If we know the question “Who’s your future self?” matters when it comes to making kids focus on becoming smarter and stronger, then why don’t more adult learning leaders incorporate that question into their academic coaching approach?
Along with “What do you want to learn today,” “Who do you want to be?” is more important than any state-approved knowledge and skill out there.
Alas, more on cellphones (I know I promised).
As More Schools Ban Cell Phones, This is How It’s Working at One Colorado School ( NPR’s All Things Considered)
Last month NPR’s Rachel Cohen reported for “All Things Considered” a story about how a cellphone ban is working for one Colorado public school.
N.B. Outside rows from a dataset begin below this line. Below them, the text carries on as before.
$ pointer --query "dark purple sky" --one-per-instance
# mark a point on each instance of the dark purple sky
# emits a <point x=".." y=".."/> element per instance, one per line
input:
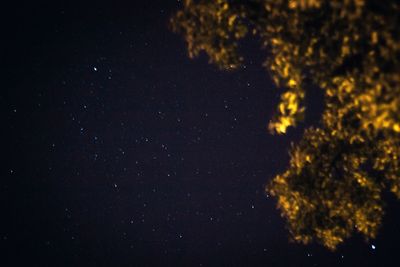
<point x="120" y="151"/>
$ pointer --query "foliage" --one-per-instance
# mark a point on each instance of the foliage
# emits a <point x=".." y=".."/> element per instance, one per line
<point x="350" y="49"/>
Look at what Eli Howard, the lone student interviewed, had to say about the ban:
“Howard: I hate this new phone system a lot.”
“Cohen: Eli Howard is a junior. He doesn’t think the policy will make students pay attention in class, and he worries about safety. Earlier in the morning, the school was put on a hold during a potential emergency. It turned out to be nothing, but Howard was scared.”
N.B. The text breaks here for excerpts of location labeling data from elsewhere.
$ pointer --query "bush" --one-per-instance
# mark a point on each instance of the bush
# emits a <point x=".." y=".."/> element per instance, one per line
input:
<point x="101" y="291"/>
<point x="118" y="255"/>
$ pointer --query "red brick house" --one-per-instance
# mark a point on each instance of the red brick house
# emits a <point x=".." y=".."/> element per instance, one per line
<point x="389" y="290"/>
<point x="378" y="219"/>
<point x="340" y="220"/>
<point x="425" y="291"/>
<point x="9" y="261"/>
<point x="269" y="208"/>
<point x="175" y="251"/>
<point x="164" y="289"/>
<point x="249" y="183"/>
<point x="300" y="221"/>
“Howard: Like, I was like, dude, what if there’s someone in here and I can’t – my mom and dad – I can’t talk to them?”
“Cohen: Some parents also worry about reaching their children in emergencies. [School] Principal [Hillary] Hienton has this answer when students ask why the school is doing this to them.”
“Hienton: I say, I care about you, and I care about your education, and I want to make sure that you have the tools and the skills and the competencies that are going to make you successful in life.”
And the way Principal Hienton is going to accomplish that is by taking Eli’s cellphone away so he can’t call home?
Please.
Moving on.
American Public Schools Face an Existential Enrollment Crisis (NPR’s All Things Considered)
The same day NPR’s All Things Considered reported on the Colorado high school cell phone story, host Juana Summers talked with ProPublica’s Alec MacGillis about his recent reporting on how declining enrollment is a crisis for American public schools:
“Summers: …Enrollment in public schools has decreased by about a million students in the U.S. since the start of the pandemic. Some of those kids are homeschooled now, others in private schools, partly because of voucher programs in Republican-leaning states. …I mean, it’s just a staggering number – a million fewer students in America’s public schools over the course of about four years. Is it the chaos of the pandemic to blame, or was this just the direction that perhaps public education was already headed in here in the United States?”
“MacGillis: No, it really was the pandemic and the extended school closures that we had in so many cities. In some cities, the schools were closed for a full year and a half, and so you just had a lot of families that left the system in that period. Some families felt like their kids were not getting enough instruction during the Zoom school and so moved them into private schools that were still open. Some families moved to homeschooling in that period for the same reason. Then other parents, you know, when they – when schools reopened, they came back in, and there’s a lot of really unruly behavior in the classroom. After kids got back, they were just really kind of unsocialized. So in that period, you also saw a lot of families pulling their kids out into private schooling or homeschooling. So it’s absolutely an effect of this hiatus and of some of the decisions that were made. This is one more consequence.”
What happens during the next four years? Does our traditional public school system recover? Or does it continue to lose enrollment?
Or maybe there’s a more important question: Given its current condition, especially when it comes to educating black, brown, and poor kids, should our traditional public school system be allowed to continue their “business as usual” approach to making all of our kids smarter and stronger?